Our universe may be filled with unseen giants. Astronomers have discovered two giant radio galaxies, which are some of the largest-known objects in the universe. This revelation suggests that the enormous galaxies may be more common than previously believed.

The study published Monday in the Monthly Notices of the Royal Astronomical Society.

Astronomers found the two galaxies in new radio maps that were created using the MeerKAT radio telescope in South Africa.

Radio galaxies, which can be quite common, are brightest in radio wavelengths of light. Centaurus A is a well-known radio galaxy to astronomers. It's the fifth brightest galaxy in the sky and is about 12 million light-years from Earth.

Centaurus A features a supermassive black hole at its center, which releases powerful jets that flow perpendicularly to the galaxy's disk -- a common structure for radio galaxies.

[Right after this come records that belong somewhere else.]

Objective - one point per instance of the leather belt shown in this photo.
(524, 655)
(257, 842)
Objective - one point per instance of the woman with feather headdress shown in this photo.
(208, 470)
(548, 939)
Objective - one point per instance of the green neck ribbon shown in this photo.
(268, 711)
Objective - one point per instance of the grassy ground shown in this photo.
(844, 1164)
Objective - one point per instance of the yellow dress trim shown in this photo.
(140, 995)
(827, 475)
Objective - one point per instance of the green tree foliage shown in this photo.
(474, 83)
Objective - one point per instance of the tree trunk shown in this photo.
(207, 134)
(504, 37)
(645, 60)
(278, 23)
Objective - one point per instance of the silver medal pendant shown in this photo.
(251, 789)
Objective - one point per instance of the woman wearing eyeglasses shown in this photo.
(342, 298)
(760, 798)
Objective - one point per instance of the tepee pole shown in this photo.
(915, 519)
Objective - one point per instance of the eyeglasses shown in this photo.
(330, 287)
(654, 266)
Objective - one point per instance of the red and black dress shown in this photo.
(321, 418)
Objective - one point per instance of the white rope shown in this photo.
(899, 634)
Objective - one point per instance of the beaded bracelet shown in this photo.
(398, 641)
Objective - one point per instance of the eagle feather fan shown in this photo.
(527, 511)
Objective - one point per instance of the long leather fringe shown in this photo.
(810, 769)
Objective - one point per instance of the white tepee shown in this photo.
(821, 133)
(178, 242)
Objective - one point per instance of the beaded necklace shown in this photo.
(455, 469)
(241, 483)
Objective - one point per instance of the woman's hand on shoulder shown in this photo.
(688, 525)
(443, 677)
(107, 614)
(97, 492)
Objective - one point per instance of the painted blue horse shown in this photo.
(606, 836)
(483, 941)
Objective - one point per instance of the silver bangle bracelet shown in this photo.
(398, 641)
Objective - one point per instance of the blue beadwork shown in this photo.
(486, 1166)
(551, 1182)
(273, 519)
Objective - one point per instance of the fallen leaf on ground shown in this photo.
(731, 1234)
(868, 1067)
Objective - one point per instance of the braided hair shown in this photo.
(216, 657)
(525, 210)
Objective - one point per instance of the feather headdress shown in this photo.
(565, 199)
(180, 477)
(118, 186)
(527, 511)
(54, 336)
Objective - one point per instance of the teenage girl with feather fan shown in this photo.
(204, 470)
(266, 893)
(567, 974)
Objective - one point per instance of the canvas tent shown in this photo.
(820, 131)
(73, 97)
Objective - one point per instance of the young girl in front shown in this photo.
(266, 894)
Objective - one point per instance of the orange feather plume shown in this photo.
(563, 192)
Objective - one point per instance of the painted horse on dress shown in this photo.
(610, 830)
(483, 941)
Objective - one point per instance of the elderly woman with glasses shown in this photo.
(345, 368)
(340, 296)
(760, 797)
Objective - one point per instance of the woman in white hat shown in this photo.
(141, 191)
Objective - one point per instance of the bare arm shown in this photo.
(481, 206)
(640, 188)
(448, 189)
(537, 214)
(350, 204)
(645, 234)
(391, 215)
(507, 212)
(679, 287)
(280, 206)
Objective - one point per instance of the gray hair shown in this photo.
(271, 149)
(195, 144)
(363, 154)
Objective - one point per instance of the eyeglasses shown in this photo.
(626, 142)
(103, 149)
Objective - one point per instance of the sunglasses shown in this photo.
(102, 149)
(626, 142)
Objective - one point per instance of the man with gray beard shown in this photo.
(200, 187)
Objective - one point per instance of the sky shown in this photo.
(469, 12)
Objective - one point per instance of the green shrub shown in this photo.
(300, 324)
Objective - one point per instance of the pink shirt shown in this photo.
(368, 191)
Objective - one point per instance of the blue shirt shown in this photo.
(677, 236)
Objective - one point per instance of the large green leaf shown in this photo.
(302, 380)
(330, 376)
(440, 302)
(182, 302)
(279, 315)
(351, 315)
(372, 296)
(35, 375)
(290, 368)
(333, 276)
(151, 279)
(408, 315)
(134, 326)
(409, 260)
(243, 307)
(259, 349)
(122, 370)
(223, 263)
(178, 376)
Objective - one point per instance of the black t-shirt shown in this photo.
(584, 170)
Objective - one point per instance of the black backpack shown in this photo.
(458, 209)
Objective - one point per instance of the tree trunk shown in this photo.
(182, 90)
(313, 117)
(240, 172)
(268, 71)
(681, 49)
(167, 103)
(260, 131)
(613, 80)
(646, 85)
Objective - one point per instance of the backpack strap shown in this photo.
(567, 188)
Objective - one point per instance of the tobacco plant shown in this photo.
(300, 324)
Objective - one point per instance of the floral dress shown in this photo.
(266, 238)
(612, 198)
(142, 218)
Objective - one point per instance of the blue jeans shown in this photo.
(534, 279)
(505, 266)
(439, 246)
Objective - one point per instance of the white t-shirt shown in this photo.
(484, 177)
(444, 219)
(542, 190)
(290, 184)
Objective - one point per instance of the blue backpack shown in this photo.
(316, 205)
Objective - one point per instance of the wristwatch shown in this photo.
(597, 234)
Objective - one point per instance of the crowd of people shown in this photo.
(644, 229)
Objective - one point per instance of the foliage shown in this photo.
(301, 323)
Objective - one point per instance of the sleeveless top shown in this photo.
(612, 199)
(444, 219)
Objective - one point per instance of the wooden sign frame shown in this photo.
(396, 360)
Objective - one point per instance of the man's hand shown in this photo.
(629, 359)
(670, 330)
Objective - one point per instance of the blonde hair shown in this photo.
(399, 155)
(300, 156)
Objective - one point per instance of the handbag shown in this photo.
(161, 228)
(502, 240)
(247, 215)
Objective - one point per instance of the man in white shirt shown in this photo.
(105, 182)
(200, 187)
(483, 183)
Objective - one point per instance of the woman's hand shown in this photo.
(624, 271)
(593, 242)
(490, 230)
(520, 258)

Giant radio galaxies, however, are more rare and have jets that exceed 22 times the size of our Milky Way galaxy. The Milky Way is a barred spiral galaxy, which is also fairly common, and looks like it sounds: a spiral-shaped galaxy with a central bar-shaped structure made of stars.

Now, astronomers have found two giant radio galaxies in a rather small patch of sky.

"We found these giant radio galaxies in a region of sky which is only about 4 times the area of the full Moon," said Jacinta Delhaize, lead study author and research fellow at the University of Cape Town, in a statement.

"Based on our current knowledge of the density of giant radio galaxies in the sky, the probability of finding two of them in this region is less than 0.0003 per cent. This means that giant radio galaxies are probably far more common than we thought!"

Just because the galaxies are massive doesn't mean they're the easiest to spot, which is why astronomers didn't observe them until now.

"These two galaxies are special because they are amongst the largest giants known, and in the top 10 per cent of all giant radio galaxies," said Matthew Prescott, study coauthor and research fellow at the University of the Western Cape in South Africa, in a statement.

"They are more than 2 Mega-parsecs across, which is around 6.5 million light years or about 62 times the size of the Milky Way. Yet they are fainter than others of the same size. We suspect that many more galaxies like these should exist, because of the way we think galaxies grow and change over their lifetimes."

Astronomers still don't quite understand why only some radio galaxies grow to this massive size. Some believe that the giant radio galaxies are the oldest, which has allowed their radio jets to increase outward over several hundred million years.

If that's the case, astronomers think there should be more of them in the universe than those they have recorded.

The MeerKAT telescope, located in the Karoo region of South Africa, includes an array of 64 radio dishes and has been operational since July 2018. The powerful telescope is sensitive to faint radio light, which allowed researchers to find the giant radio galaxies.

The telescope array is a precursor to an upcoming telescope, the transcontinental Square Kilometer Array, which will begin construction in both South Africa and Australia this year and begin observations in the mid-2020s.

The array will include thousands of dishes and up to a million low-frequency antennas in an effort to build the world's largest radio telescope. Despite the fact that these dishes and antennas will be in two different parts of the world, together they will create one telescope that has over 1 million square meters of collecting area, meaning that astronomers can survey the entire sky much more quickly than with other telescopes.

It will also exceed the image resolution of the Hubble Space Telescope and image large portions of the sky in sensitive detail.

The Square Kilometer Array may discover more radio galaxies and shed light on how galaxies evolve.

"In the past, this population of galaxies has been hidden from our 'sight' by the technical limitations of radio telescopes," Delhaize said. "However, it is now being revealed thanks to the impressive capabilities of the new generation of telescopes."